Of all of them, James was perhaps the most disoriented. He had lived his life so properly, so dutifully, that he had never questioned anything around him. Otleys were unfailingly polite, properly reserved, married according to money and position, and brought more little Otleys into the world who would continue on the same way. Had he been away like Harry, his view would have been changed. As it was, until their brush with death in Yorkshire, James had never looked at his life from a different perspective. Coming out of the freezing world of the Yorkshire storm and into the warmth of the Richmond family had begun a change in James that culminated with the trip to Padstow. He came home feeling emotionally alive, and for the first time in his life aware of how dead to the world of feeling his family was.

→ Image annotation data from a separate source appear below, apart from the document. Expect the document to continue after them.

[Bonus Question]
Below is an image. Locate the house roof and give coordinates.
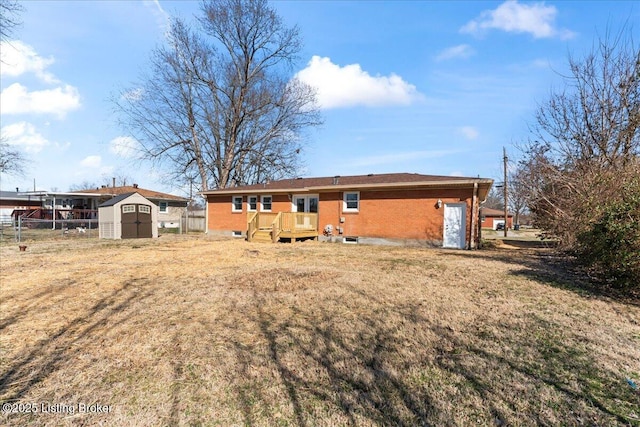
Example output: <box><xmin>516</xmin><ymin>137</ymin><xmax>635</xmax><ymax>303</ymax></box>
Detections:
<box><xmin>0</xmin><ymin>191</ymin><xmax>36</xmax><ymax>201</ymax></box>
<box><xmin>480</xmin><ymin>208</ymin><xmax>513</xmax><ymax>217</ymax></box>
<box><xmin>98</xmin><ymin>193</ymin><xmax>136</xmax><ymax>208</ymax></box>
<box><xmin>200</xmin><ymin>173</ymin><xmax>493</xmax><ymax>195</ymax></box>
<box><xmin>74</xmin><ymin>185</ymin><xmax>189</xmax><ymax>203</ymax></box>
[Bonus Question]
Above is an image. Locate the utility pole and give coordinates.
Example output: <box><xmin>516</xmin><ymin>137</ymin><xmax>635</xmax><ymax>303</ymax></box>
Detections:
<box><xmin>502</xmin><ymin>147</ymin><xmax>509</xmax><ymax>237</ymax></box>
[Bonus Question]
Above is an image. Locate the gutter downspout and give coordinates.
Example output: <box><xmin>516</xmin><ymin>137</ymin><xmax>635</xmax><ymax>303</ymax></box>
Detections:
<box><xmin>51</xmin><ymin>195</ymin><xmax>56</xmax><ymax>230</ymax></box>
<box><xmin>203</xmin><ymin>196</ymin><xmax>209</xmax><ymax>234</ymax></box>
<box><xmin>469</xmin><ymin>182</ymin><xmax>478</xmax><ymax>249</ymax></box>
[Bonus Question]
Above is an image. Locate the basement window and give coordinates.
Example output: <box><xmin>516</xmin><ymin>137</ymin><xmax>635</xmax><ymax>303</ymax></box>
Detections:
<box><xmin>342</xmin><ymin>191</ymin><xmax>360</xmax><ymax>212</ymax></box>
<box><xmin>261</xmin><ymin>196</ymin><xmax>272</xmax><ymax>212</ymax></box>
<box><xmin>247</xmin><ymin>196</ymin><xmax>258</xmax><ymax>212</ymax></box>
<box><xmin>231</xmin><ymin>196</ymin><xmax>242</xmax><ymax>212</ymax></box>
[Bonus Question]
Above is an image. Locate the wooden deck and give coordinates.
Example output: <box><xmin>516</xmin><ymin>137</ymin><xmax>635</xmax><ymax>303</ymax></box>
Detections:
<box><xmin>247</xmin><ymin>212</ymin><xmax>318</xmax><ymax>243</ymax></box>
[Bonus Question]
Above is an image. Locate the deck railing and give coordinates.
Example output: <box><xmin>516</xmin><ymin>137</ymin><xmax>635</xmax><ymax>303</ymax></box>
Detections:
<box><xmin>247</xmin><ymin>212</ymin><xmax>318</xmax><ymax>242</ymax></box>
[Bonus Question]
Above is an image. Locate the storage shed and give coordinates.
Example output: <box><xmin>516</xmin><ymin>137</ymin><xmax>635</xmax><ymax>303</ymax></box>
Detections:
<box><xmin>98</xmin><ymin>193</ymin><xmax>158</xmax><ymax>239</ymax></box>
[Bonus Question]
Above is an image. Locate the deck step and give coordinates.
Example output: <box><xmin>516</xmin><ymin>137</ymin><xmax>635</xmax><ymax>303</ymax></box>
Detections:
<box><xmin>252</xmin><ymin>230</ymin><xmax>271</xmax><ymax>242</ymax></box>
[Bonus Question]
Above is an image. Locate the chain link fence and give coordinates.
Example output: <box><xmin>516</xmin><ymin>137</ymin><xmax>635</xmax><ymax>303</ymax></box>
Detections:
<box><xmin>0</xmin><ymin>217</ymin><xmax>98</xmax><ymax>243</ymax></box>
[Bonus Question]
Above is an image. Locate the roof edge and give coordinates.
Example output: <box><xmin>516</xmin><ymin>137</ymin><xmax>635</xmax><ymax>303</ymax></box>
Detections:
<box><xmin>198</xmin><ymin>178</ymin><xmax>493</xmax><ymax>196</ymax></box>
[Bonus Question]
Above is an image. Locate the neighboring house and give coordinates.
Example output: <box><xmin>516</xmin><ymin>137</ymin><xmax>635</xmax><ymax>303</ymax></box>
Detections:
<box><xmin>201</xmin><ymin>173</ymin><xmax>493</xmax><ymax>248</ymax></box>
<box><xmin>76</xmin><ymin>184</ymin><xmax>189</xmax><ymax>228</ymax></box>
<box><xmin>1</xmin><ymin>191</ymin><xmax>100</xmax><ymax>221</ymax></box>
<box><xmin>480</xmin><ymin>208</ymin><xmax>513</xmax><ymax>230</ymax></box>
<box><xmin>0</xmin><ymin>191</ymin><xmax>42</xmax><ymax>223</ymax></box>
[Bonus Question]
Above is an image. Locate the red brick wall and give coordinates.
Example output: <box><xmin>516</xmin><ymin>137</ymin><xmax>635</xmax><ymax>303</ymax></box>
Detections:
<box><xmin>482</xmin><ymin>215</ymin><xmax>513</xmax><ymax>228</ymax></box>
<box><xmin>208</xmin><ymin>188</ymin><xmax>472</xmax><ymax>242</ymax></box>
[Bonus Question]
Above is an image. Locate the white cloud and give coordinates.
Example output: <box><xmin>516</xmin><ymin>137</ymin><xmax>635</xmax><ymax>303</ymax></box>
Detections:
<box><xmin>1</xmin><ymin>122</ymin><xmax>49</xmax><ymax>153</ymax></box>
<box><xmin>436</xmin><ymin>44</ymin><xmax>475</xmax><ymax>61</ymax></box>
<box><xmin>80</xmin><ymin>156</ymin><xmax>102</xmax><ymax>169</ymax></box>
<box><xmin>458</xmin><ymin>126</ymin><xmax>479</xmax><ymax>140</ymax></box>
<box><xmin>297</xmin><ymin>55</ymin><xmax>422</xmax><ymax>109</ymax></box>
<box><xmin>142</xmin><ymin>0</ymin><xmax>170</xmax><ymax>33</ymax></box>
<box><xmin>0</xmin><ymin>83</ymin><xmax>80</xmax><ymax>119</ymax></box>
<box><xmin>349</xmin><ymin>150</ymin><xmax>459</xmax><ymax>166</ymax></box>
<box><xmin>120</xmin><ymin>88</ymin><xmax>144</xmax><ymax>102</ymax></box>
<box><xmin>109</xmin><ymin>136</ymin><xmax>140</xmax><ymax>158</ymax></box>
<box><xmin>0</xmin><ymin>40</ymin><xmax>58</xmax><ymax>83</ymax></box>
<box><xmin>460</xmin><ymin>0</ymin><xmax>574</xmax><ymax>39</ymax></box>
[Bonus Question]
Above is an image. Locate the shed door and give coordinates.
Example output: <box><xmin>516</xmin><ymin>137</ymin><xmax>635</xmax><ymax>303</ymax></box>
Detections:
<box><xmin>121</xmin><ymin>204</ymin><xmax>153</xmax><ymax>239</ymax></box>
<box><xmin>442</xmin><ymin>203</ymin><xmax>467</xmax><ymax>249</ymax></box>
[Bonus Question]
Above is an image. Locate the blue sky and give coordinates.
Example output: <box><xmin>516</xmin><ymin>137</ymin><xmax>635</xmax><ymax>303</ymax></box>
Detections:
<box><xmin>0</xmin><ymin>0</ymin><xmax>640</xmax><ymax>195</ymax></box>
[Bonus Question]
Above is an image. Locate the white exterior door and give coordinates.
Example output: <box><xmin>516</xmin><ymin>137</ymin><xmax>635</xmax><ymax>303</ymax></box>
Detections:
<box><xmin>442</xmin><ymin>203</ymin><xmax>467</xmax><ymax>249</ymax></box>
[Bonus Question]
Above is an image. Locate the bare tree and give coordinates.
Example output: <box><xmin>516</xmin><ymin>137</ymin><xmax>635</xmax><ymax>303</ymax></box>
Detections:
<box><xmin>482</xmin><ymin>185</ymin><xmax>504</xmax><ymax>209</ymax></box>
<box><xmin>116</xmin><ymin>0</ymin><xmax>320</xmax><ymax>190</ymax></box>
<box><xmin>521</xmin><ymin>31</ymin><xmax>640</xmax><ymax>247</ymax></box>
<box><xmin>508</xmin><ymin>167</ymin><xmax>528</xmax><ymax>224</ymax></box>
<box><xmin>0</xmin><ymin>140</ymin><xmax>27</xmax><ymax>176</ymax></box>
<box><xmin>0</xmin><ymin>0</ymin><xmax>24</xmax><ymax>42</ymax></box>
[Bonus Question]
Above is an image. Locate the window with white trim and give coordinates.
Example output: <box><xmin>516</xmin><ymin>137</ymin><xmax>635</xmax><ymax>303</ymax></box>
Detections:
<box><xmin>231</xmin><ymin>196</ymin><xmax>242</xmax><ymax>212</ymax></box>
<box><xmin>247</xmin><ymin>196</ymin><xmax>258</xmax><ymax>212</ymax></box>
<box><xmin>260</xmin><ymin>196</ymin><xmax>273</xmax><ymax>212</ymax></box>
<box><xmin>342</xmin><ymin>191</ymin><xmax>360</xmax><ymax>212</ymax></box>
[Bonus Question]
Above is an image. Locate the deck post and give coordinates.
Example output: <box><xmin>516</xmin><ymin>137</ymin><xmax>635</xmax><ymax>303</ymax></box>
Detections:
<box><xmin>271</xmin><ymin>221</ymin><xmax>278</xmax><ymax>243</ymax></box>
<box><xmin>247</xmin><ymin>221</ymin><xmax>253</xmax><ymax>242</ymax></box>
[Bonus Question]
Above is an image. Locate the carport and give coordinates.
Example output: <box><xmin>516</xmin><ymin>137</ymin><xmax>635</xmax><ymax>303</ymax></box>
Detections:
<box><xmin>98</xmin><ymin>193</ymin><xmax>158</xmax><ymax>239</ymax></box>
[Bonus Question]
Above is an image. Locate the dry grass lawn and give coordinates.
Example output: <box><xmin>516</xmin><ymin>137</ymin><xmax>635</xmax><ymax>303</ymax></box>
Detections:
<box><xmin>0</xmin><ymin>236</ymin><xmax>640</xmax><ymax>426</ymax></box>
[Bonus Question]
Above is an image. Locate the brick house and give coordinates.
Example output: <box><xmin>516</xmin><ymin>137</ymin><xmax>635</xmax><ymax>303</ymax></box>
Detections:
<box><xmin>201</xmin><ymin>173</ymin><xmax>493</xmax><ymax>248</ymax></box>
<box><xmin>480</xmin><ymin>208</ymin><xmax>513</xmax><ymax>230</ymax></box>
<box><xmin>76</xmin><ymin>184</ymin><xmax>189</xmax><ymax>228</ymax></box>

His mother had been increasingly worried about his attention to Miss Richmond and his obstinate refusal to woo either of the two young women the family had picked out for him. His abrupt departure to follow the eccentric Richmonds to Cornwall to view some heathen celebration had driven her to summon her brother-in-law the bishop, and on his third day back James was summoned into the library by his mother and uncle.
“James,” his mother declared, “your uncle has something he wishes to speak with you about. I will leave you alone for a few moments.”

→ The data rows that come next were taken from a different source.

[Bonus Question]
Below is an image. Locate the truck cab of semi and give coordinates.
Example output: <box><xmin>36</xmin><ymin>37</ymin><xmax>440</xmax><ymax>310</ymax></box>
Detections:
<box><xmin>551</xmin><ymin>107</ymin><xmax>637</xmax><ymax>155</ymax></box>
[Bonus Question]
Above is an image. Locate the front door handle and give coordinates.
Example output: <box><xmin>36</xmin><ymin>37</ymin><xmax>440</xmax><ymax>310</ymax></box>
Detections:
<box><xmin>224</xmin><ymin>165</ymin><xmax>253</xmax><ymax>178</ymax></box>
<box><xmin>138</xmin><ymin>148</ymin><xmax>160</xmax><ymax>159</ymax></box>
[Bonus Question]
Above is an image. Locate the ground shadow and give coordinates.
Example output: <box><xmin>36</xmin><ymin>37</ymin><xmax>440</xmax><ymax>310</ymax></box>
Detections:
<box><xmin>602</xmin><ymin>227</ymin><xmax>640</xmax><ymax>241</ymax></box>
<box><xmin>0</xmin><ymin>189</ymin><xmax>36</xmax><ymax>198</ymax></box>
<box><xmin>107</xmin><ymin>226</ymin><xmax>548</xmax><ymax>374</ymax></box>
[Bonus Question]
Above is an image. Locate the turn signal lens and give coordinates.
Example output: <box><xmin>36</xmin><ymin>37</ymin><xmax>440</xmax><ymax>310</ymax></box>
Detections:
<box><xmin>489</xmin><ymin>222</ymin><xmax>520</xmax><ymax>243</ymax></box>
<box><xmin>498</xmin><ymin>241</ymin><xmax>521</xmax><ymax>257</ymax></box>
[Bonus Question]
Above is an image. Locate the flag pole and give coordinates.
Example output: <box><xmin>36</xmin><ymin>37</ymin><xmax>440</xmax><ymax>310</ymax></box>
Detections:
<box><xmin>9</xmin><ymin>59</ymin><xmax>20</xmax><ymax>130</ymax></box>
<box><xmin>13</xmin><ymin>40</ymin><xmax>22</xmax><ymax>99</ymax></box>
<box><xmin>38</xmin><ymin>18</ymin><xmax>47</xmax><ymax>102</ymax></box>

As Lady Otley got up to leave, James motioned her to remain. “I think you should stay, Mother,” he said mildly, but with the implied expectation that she would heed him. Lady Otley sank back down on the sofa, surprised at her son and herself. It was the first time he had assumed
an air of command since his father died.
“Now, what do you have to say to me, Uncle Herbert?” James was sure he knew, but was willing to play the scene out.
“Your mother summoned me because of her grave concern regarding the health of your soul.”
“My soul?”
“She informs me that you went haring off to Cornwall to take part in some…pagan rite.”
“I suppose it might be considered that,” James admitted. “It is, after all, a celebration that predates Christianity. But what that has to do with the health of my soul, I am sure I don’t know.”
“I knew Edward Richmond at Oxford. He is, at the very least, an eccentric agnostic. I cannot think that a friendship with that family to be at all healthy for you.”
“For an Otley, you mean?”
“Yes, James. And being an Otley is nothing to sneer at,” said his mother.
“I am not sneering, Mother. But I am afraid I am a bit weary of always being an Otley first and myself afterward.”
“The Otleys have always been a God-fearing, respectable family. And great privilege carries great responsibilities, James,” the bishop intoned as though speaking from a pulpit.